Tumor, or neoplasm, is a mass of tissue originated from an abnormal and uncontrolled division of eukaryotic cells. When tumoral cells invade and destroy surrounding tissues, the tumor is malignant and it is called cancer. According to the World Health Organization (http://www.who.int/mediacentre/factsheets/ fs297/en/), nearly one six of death are caused by cancer. Since cancer is one of the leading causes of mortality, it is worth noting that research to fully understand its mechanisms and discover new ways to prevent and to treat this disease is fundamental to the human race. Transformation of healthy cells to tumoral ones is a complex process resulting from the interaction of genetic factors with external agents, like viruses, chemicals and physical muta-gens. In this context, the importance of DNA methylation in carcinogenesis is widely recognized [5,11,14,15,40]. DNA Methylation is one of the most intensely studied genetic modification in mammals involving reversible covalent alterations of DNA nucleotides [6]. In particular, the enzyme DNA methyltransferase catalyzes the conversion of the cytosine (typically in a CpG site) to 5-methylcytosine, by adding a methyl group (CH3) to cytosine residues in the sequence.
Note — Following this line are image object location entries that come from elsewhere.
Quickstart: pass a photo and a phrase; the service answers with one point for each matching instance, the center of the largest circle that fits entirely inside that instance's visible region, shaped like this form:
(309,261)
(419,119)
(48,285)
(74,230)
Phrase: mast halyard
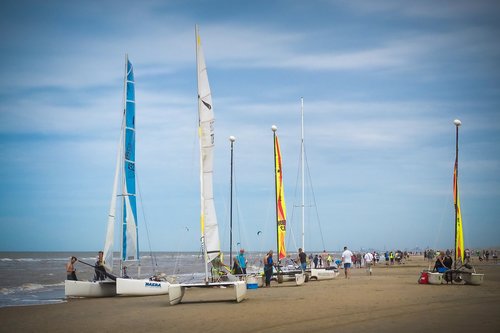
(202,201)
(302,168)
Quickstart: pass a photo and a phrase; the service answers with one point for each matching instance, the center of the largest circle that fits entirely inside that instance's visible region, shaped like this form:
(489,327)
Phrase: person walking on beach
(315,261)
(70,269)
(302,259)
(347,261)
(368,262)
(100,271)
(242,261)
(268,267)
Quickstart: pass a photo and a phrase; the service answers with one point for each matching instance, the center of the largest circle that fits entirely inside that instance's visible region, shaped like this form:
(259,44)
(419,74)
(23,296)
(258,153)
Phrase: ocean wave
(30,287)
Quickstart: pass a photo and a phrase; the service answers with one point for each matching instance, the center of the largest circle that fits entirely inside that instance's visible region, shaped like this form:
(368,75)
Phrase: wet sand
(388,301)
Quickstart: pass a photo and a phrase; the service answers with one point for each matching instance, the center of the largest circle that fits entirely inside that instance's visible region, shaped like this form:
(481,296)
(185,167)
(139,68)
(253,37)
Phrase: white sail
(209,227)
(109,242)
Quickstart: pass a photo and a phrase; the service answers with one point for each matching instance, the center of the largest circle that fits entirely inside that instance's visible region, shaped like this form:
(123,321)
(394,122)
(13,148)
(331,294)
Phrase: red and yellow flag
(459,239)
(280,202)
In normal cells, this conversion results in different interaction properties assuring the proper regulation of gene expression and of gene silencing [4]. In the haploid human genome there around 28 million of CpG sites in methylated or unmethylated state [28]. It is well-known that inactivation of tumor-suppressor genes may occur as a consequence of hyper-methylation within the gene regions and a large range of cancer-related genes can be silenced by DNA methylation in different types of tumors.